The tie itself is not the issue, it is the net financial value of the deal and structuring it to work most efficiently for the style of business you plan to grow.

Less regard tends to be paid to the lease terms and yet they can have a significant bearing on future value, the most important aspect being the provisions for rent review and assignment.

Pub companies now offer many variations on the traditional upwards only rent review including fixed rents, consumer price index uplifts and even up and down rent reviews in the case of hardship. The availability of such provisions does tend to be associated with shorter non-assignable agreements and would not potentially outweigh the benefits of being able to sell the business in future.

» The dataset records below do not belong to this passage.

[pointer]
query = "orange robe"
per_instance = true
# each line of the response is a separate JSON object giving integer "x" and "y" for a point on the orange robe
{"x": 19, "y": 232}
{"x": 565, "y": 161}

Get the negotiation right at the start and be confident of growing the business and an upwards only review should not be of significant concern. If your business is situated in an area with other competing uses such as offices or shops it is well worth taking a leaf out of the books of the large retail chains such as J D Wetherspoon. By negotiating a rent review clause that assumes the property is a shell, not specifically fitted out for use as a pub and may be used for a broad range of retail uses, then the rent review may be based on comparison with other retail units in the locality rather than on the trade.

The landlord benefits from an asset with a stronger underlying value because of the alternative uses and the successful licensed trade operator has the certainty of a rent that is potentially less variable and will not rise significantly purely because he succeeds in trading the outlet more effectively.

The leased and tenanted market is undergoing structural change but the stock of UK pubs includes fantastic, well-run businesses and investment opportunities but it is a complex area. The licensed property adviser has to combine relevant market knowledge with an understanding of the trade and consumer trends in order to correctly appraise the opportunities in the market.